Hi Dimitar,
Some good ideas.
On 26 August 2011 03:34, Dimitar Zhekov dimitar.zhekov@gmail.com wrote:
Hi,
- Not having the Lex imagination,
Dunno about imagination, its more experience [1] :-)
and not wanting to integrate a Real
Parser into Geany and push it onto the users, I ended up with a pretty simple universal parsing proposition - mostly a combination of what we already have.
In general, I like the idea of being able to explicitly specify which capture groups supply which information, but unfortunately a single number doesn't work in many cases, eg
a rough C and Python file and line number capturing regex is:
(^([^:]+):([0-9]+):)|(, ('([^']+)', ([0-9]+))
for C file_idx = 2, line_idx = 3 and for Python file_idx = 5, line_idx = 6 so a single number won't work.
Instead the capture groups should be identified by name (with the option for non-unique names) eg:
(?J)(^(?<file>[^:]+):(?<line>[0-9]+):)|(, ('(?<file>[^']+)', (?<line>[0-9]+))
That assumes Geany uses a regex engine that supports named captures, eg GRegex.
Now since Geany 0.21 will depend on glib >=2.16 and GRegex was defined in 2.14 after 0.21 release we should remove the options for different regex engines and use only GRegex, making life simpler all round.
Also this allows the information to be specified in the regex, no extra fields needed in the UI dialogs to specify the indexes.
- A message is parsed using:
regex: Extended syntax regular expression with subexpressions.
line_idx: 1-based index of the line number subexpression. If zero, Geany will read the first two (or three, if there is a third) matches, and check whether the first or second match is purely digits. If so, it'll try to use the matches as <line> [column] <filename>, or as <filename> <line> [column].

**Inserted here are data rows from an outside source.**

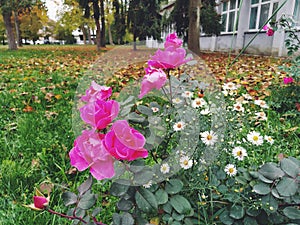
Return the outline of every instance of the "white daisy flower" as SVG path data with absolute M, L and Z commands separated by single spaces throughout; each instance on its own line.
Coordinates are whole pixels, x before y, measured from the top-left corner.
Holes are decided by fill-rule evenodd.
M 148 183 L 143 184 L 144 188 L 150 188 L 152 186 L 152 180 L 149 180 Z
M 201 141 L 206 145 L 214 145 L 218 140 L 218 135 L 213 131 L 204 131 L 200 136 Z
M 237 146 L 237 147 L 233 148 L 232 155 L 234 156 L 234 158 L 241 160 L 241 161 L 244 160 L 244 157 L 248 156 L 246 149 L 244 149 L 241 146 Z
M 265 114 L 265 112 L 256 112 L 255 119 L 265 121 L 265 120 L 267 120 L 267 115 Z
M 201 114 L 201 115 L 208 115 L 208 114 L 210 114 L 209 108 L 205 108 L 205 109 L 201 110 L 201 111 L 200 111 L 200 114 Z
M 245 108 L 241 103 L 237 102 L 233 105 L 233 111 L 244 112 Z
M 263 137 L 256 131 L 251 131 L 247 134 L 247 140 L 254 145 L 262 145 L 264 142 Z
M 223 84 L 222 88 L 223 88 L 223 90 L 233 91 L 233 90 L 237 89 L 237 86 L 233 82 L 227 82 L 227 83 Z
M 247 100 L 252 100 L 252 99 L 253 99 L 252 96 L 249 95 L 248 93 L 247 93 L 247 94 L 242 94 L 242 95 L 243 95 L 243 97 L 244 97 L 245 99 L 247 99 Z
M 268 109 L 269 108 L 269 106 L 267 105 L 267 103 L 266 103 L 265 100 L 261 100 L 261 99 L 255 100 L 254 104 L 255 105 L 259 105 L 261 108 L 264 108 L 264 109 Z
M 184 126 L 185 126 L 185 123 L 182 121 L 179 121 L 173 125 L 173 129 L 174 129 L 174 131 L 180 131 L 180 130 L 184 129 Z
M 226 91 L 226 90 L 222 91 L 222 93 L 224 96 L 228 96 L 228 94 L 229 94 L 228 91 Z
M 237 169 L 236 169 L 235 165 L 233 165 L 233 164 L 227 164 L 225 166 L 224 171 L 227 173 L 227 175 L 229 175 L 231 177 L 235 176 L 237 174 Z
M 264 139 L 269 142 L 271 145 L 274 143 L 274 139 L 271 136 L 265 135 Z
M 180 99 L 180 98 L 173 98 L 173 100 L 172 100 L 172 102 L 174 103 L 174 104 L 180 104 L 181 102 L 182 102 L 182 100 Z
M 187 170 L 193 166 L 193 160 L 191 160 L 188 156 L 183 156 L 179 160 L 181 168 Z
M 161 166 L 160 166 L 160 172 L 162 174 L 167 174 L 170 172 L 170 166 L 168 163 L 163 163 Z
M 159 111 L 159 108 L 158 108 L 158 107 L 151 107 L 151 109 L 152 109 L 152 112 L 154 112 L 154 113 L 156 113 L 156 112 Z
M 203 98 L 195 98 L 192 101 L 192 107 L 193 108 L 199 108 L 199 107 L 203 107 L 204 105 L 206 105 L 206 101 Z
M 193 97 L 193 93 L 191 91 L 184 91 L 181 96 L 184 98 L 191 98 Z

This can be the fallback if there are no named captures so existing regexii will still work.
[...]
- Some examples:
"^([:]+):([0-9]+): " file_idx=1, line_idx=2 the standard grep-line syntax
[:]+ S/B [^:]+ ie "one or more not a :" not "one or more :"
"libtool *--mode=link| from ([:]+):([0-9]+)[,:]([0-9]+[,:])?$" \ "|^([:]+):([0-9]+):([0-9]+:)? (warning: )?" file_idx=1, line_idx=2, col_idx=3, warn_idx=4 :) gcc/g++ syntax, ignoring libtool --mode=link (see msgwindow.c)

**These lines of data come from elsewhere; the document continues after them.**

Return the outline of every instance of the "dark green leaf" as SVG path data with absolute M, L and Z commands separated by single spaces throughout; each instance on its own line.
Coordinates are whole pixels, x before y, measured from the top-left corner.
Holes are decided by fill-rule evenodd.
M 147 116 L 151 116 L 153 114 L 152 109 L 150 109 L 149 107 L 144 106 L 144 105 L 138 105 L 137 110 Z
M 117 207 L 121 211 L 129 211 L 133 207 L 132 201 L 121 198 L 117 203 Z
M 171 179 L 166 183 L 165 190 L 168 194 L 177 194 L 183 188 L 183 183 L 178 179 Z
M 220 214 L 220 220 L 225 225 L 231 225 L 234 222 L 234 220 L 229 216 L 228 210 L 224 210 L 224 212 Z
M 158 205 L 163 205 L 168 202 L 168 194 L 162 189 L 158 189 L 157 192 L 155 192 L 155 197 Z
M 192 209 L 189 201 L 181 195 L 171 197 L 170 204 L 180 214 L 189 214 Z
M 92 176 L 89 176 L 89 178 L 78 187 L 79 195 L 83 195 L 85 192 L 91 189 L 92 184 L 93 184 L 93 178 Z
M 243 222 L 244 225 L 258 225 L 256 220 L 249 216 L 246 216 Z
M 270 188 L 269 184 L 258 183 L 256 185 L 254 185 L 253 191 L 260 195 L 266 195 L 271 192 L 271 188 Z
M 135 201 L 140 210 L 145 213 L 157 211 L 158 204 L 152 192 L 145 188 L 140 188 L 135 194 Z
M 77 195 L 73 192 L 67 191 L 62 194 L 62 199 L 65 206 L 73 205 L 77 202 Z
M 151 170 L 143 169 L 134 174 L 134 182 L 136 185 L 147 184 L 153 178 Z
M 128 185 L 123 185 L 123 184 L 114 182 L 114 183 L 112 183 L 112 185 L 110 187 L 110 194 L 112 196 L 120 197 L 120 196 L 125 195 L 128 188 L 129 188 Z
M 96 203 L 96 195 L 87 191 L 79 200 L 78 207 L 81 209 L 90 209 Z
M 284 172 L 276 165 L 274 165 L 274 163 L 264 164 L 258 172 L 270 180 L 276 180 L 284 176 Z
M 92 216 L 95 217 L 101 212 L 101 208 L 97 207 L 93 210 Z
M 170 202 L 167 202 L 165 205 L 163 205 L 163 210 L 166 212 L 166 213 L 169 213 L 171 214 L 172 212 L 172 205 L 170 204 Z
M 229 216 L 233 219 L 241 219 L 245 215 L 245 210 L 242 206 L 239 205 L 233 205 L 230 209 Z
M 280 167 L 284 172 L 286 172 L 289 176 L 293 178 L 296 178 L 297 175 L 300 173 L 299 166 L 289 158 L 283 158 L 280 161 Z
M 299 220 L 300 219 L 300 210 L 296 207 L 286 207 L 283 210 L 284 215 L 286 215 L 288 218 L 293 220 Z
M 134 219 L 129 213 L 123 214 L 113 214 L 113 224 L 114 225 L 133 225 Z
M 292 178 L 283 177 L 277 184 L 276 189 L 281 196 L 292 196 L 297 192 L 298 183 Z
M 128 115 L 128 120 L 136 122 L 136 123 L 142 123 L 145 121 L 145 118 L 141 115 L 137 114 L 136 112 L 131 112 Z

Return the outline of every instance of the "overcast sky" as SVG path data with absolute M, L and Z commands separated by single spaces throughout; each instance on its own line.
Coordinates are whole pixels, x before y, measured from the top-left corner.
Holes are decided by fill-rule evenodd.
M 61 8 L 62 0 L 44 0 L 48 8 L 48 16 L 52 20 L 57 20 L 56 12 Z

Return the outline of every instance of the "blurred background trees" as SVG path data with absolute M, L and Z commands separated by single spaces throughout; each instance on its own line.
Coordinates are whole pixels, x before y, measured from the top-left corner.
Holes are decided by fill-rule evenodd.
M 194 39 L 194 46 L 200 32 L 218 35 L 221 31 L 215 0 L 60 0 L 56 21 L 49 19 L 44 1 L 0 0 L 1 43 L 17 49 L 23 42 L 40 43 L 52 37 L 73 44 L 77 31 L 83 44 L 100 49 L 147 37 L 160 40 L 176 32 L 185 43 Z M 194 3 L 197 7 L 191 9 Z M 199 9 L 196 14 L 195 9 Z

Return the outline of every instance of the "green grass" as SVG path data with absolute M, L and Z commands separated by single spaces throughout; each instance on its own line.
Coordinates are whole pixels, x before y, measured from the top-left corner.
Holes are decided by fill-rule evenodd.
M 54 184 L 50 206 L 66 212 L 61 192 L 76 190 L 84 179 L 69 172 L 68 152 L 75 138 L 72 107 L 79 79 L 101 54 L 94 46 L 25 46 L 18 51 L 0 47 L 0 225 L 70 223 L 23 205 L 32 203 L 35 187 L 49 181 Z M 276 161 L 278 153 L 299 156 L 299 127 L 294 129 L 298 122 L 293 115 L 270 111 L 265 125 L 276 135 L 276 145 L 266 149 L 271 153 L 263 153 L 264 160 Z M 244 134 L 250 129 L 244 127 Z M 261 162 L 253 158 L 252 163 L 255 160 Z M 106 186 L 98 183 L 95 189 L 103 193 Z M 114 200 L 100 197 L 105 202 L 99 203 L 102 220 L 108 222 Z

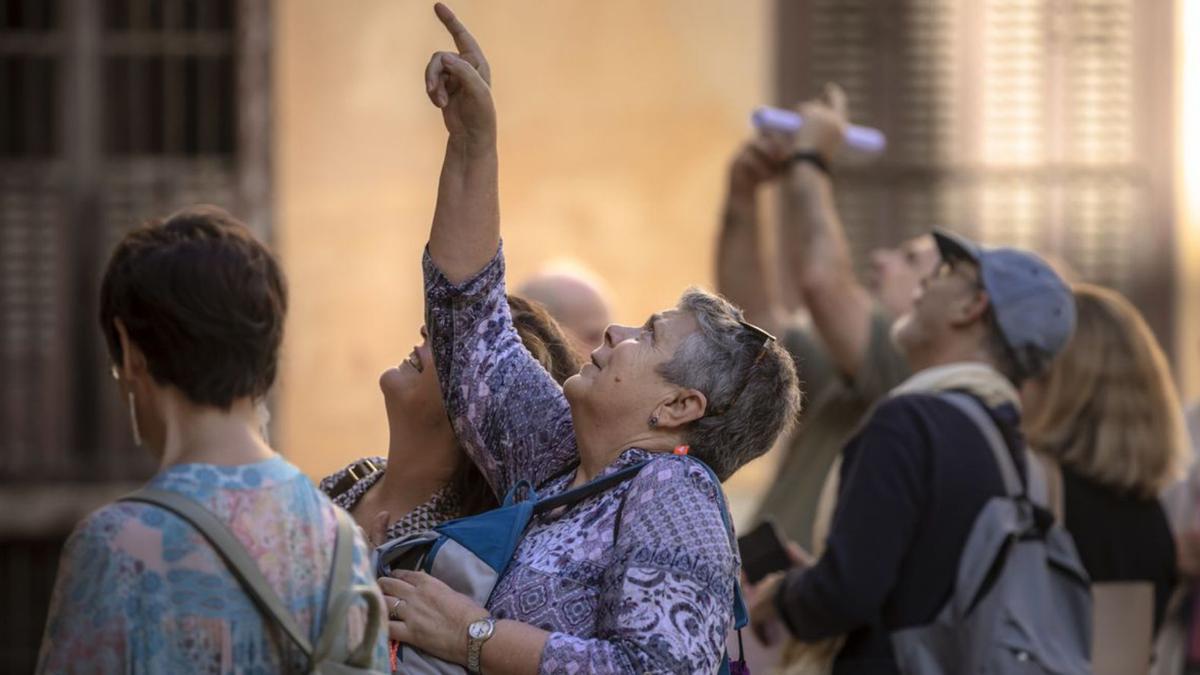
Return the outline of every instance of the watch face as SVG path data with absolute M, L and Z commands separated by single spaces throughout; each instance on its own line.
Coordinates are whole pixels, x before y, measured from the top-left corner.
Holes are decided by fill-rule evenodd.
M 476 621 L 467 627 L 467 633 L 476 640 L 480 640 L 487 637 L 488 633 L 491 632 L 491 628 L 491 624 L 487 621 Z

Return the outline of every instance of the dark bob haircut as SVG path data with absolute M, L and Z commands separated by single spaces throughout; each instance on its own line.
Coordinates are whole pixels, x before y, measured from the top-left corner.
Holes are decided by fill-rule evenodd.
M 150 375 L 228 410 L 275 381 L 287 287 L 275 256 L 215 206 L 143 225 L 117 244 L 100 287 L 100 328 L 121 363 L 115 320 Z

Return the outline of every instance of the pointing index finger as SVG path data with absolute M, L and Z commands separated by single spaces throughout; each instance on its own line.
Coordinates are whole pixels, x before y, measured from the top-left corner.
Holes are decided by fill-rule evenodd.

Needs to escape the * after libtool, plus several instances of the problem in example 1.
- Recommendations for writing regular expressions:
The default file_idx is 0, so if you specity line_idx > 0, be sure to set file_idx > 0 too (unless the message does not contain a filename).

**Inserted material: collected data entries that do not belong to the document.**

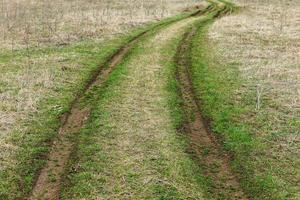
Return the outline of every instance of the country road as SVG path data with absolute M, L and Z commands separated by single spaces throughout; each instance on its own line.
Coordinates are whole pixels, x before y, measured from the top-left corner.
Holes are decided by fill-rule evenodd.
M 94 74 L 83 95 L 75 100 L 70 113 L 62 117 L 59 137 L 53 142 L 47 163 L 27 199 L 152 199 L 158 196 L 204 199 L 206 193 L 214 198 L 247 199 L 230 169 L 229 157 L 206 130 L 186 70 L 190 66 L 185 55 L 190 53 L 187 47 L 196 26 L 228 12 L 226 4 L 212 2 L 189 17 L 140 33 L 111 56 Z M 189 128 L 183 132 L 190 141 L 188 149 L 180 141 L 184 139 L 179 137 L 174 122 L 176 109 L 180 108 L 170 107 L 176 104 L 176 91 L 166 89 L 172 87 L 175 79 L 176 69 L 172 65 L 178 67 L 178 83 L 185 102 L 181 109 L 186 113 L 195 112 L 192 121 L 185 115 Z M 91 123 L 100 124 L 93 127 L 96 133 L 88 137 L 101 147 L 94 156 L 105 157 L 101 162 L 91 155 L 91 160 L 95 159 L 92 163 L 100 165 L 101 170 L 95 174 L 93 170 L 83 172 L 93 176 L 88 180 L 79 179 L 73 185 L 66 184 L 70 168 L 91 161 L 86 161 L 85 155 L 83 159 L 73 155 L 81 153 L 76 145 L 89 148 L 80 139 L 76 140 L 79 132 Z M 199 145 L 207 146 L 203 148 L 210 148 L 211 153 L 203 156 Z M 219 169 L 213 169 L 217 165 Z M 204 172 L 200 172 L 203 167 Z M 199 174 L 194 175 L 194 170 L 200 170 Z M 72 173 L 71 177 L 80 172 Z M 99 179 L 104 183 L 100 190 Z M 205 191 L 198 179 L 213 180 L 210 186 L 213 189 Z M 74 187 L 79 187 L 80 192 L 80 186 L 87 183 L 90 185 L 87 196 L 72 192 Z

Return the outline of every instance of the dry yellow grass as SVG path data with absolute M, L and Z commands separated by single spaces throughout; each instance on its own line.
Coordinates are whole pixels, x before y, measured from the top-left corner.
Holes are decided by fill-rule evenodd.
M 13 158 L 18 146 L 12 145 L 11 137 L 24 137 L 30 128 L 28 122 L 35 121 L 35 115 L 40 112 L 41 101 L 62 98 L 58 87 L 81 81 L 77 73 L 85 70 L 76 65 L 75 58 L 80 62 L 82 57 L 72 53 L 47 53 L 32 58 L 17 55 L 17 59 L 0 62 L 0 170 L 16 163 Z M 68 72 L 61 70 L 65 66 Z M 59 112 L 60 107 L 55 106 L 48 109 Z
M 252 133 L 266 145 L 272 175 L 300 198 L 300 1 L 236 1 L 245 8 L 210 28 L 226 63 L 238 66 L 254 117 Z M 257 167 L 257 173 L 270 169 Z
M 113 36 L 197 3 L 195 0 L 2 0 L 0 47 L 19 49 Z

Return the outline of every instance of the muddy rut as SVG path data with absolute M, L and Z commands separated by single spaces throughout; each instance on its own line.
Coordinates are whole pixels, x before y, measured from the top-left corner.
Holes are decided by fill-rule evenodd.
M 196 33 L 194 27 L 185 34 L 176 56 L 177 79 L 185 111 L 183 132 L 188 136 L 188 152 L 199 163 L 204 175 L 211 181 L 210 195 L 214 199 L 248 199 L 239 180 L 230 167 L 230 156 L 222 149 L 208 123 L 201 115 L 201 105 L 196 98 L 189 67 L 190 43 Z

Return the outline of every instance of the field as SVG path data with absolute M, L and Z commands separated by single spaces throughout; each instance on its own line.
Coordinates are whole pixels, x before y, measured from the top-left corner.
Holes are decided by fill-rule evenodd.
M 300 199 L 297 0 L 0 10 L 0 199 Z

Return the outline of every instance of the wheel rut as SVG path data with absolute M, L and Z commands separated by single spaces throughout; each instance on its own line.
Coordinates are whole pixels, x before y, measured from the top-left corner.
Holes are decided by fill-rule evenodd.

For more precise parsing, try to match the start or end of line, or some unambigous text.
Exclude the delimiter following an subexpression: "[^:]+:" instead of ".+:" (note that Geany assumes colon-less document names).
Colon-less filenames is a reasonable assumption, although some stupid tool keeps creating a directory called ":" on my system, which may cause problems, but I havn't figured out which tool it is.
- Rationalle for an explicitly specified line/column # to start with
a number instead being purely digits:
You can always specify a purely-digit subexpression.
For some messages, it may be easier to define the line and column including some trailing text in the subexpression.
Could use non-capturing groups for the stuff you don't want, just put the digits in a capturing group.
- Initial implementation:
The buildin parsing will match the current behaviour, with some small improvements.
Yep, user defined regexen must still work, we don't want everybody to have to go back and edit all their regexen after they upgrade to 0.22.
The list model should either be removed and left to filename-line- [column] parsing, or used to store the parsing results. Personally I prefer the former. Combining the parts into a string and parsing them back seems a bit awkward, but such things happen in programming.
- Possible extensions:
More than one user-defined regex and set of indexes: error_regex_1, line_idx_1 etc.
IMHO named is better, easier to understand and specify etc.
When building, attempt all default expressions, and check if the filename matches the well-known extensions for this expression. For the 1st line in a build output, the current-file-type-expression is tried first. For the next lines, the last successful (best-matching) expression is tried first.
To be exact, the decoding isn't filetype dependent, its compiler/linker/tool dependent.
So extracting the filetype by consensus from the error message and using that to decode the message isn't necessarily right, eg when your makefile is using a different compiler to the one that the standard filetype is defined for. Checking with multiple compilers is a good idea, eg clang is (in my limited experience) more standards enforcing than gcc so both should be tried.
Tool dependence means it depends on the command, which is why I suggested in another post that per-command expressions might be needed. Whilst verbose thats very simple :-)
copy_idx - Index of the text to be copied on right-click Copy, 0 if none. If the matching text is empty, the entire line will be copied.
Allow the plugins to define their own expressions for the messages tab (which will make the list model obsolete).
RFC.
Cheers Lex
[1] experience is a nice way of saying have fallen into that trap, made that mistake, implemented it the wrong way before etc.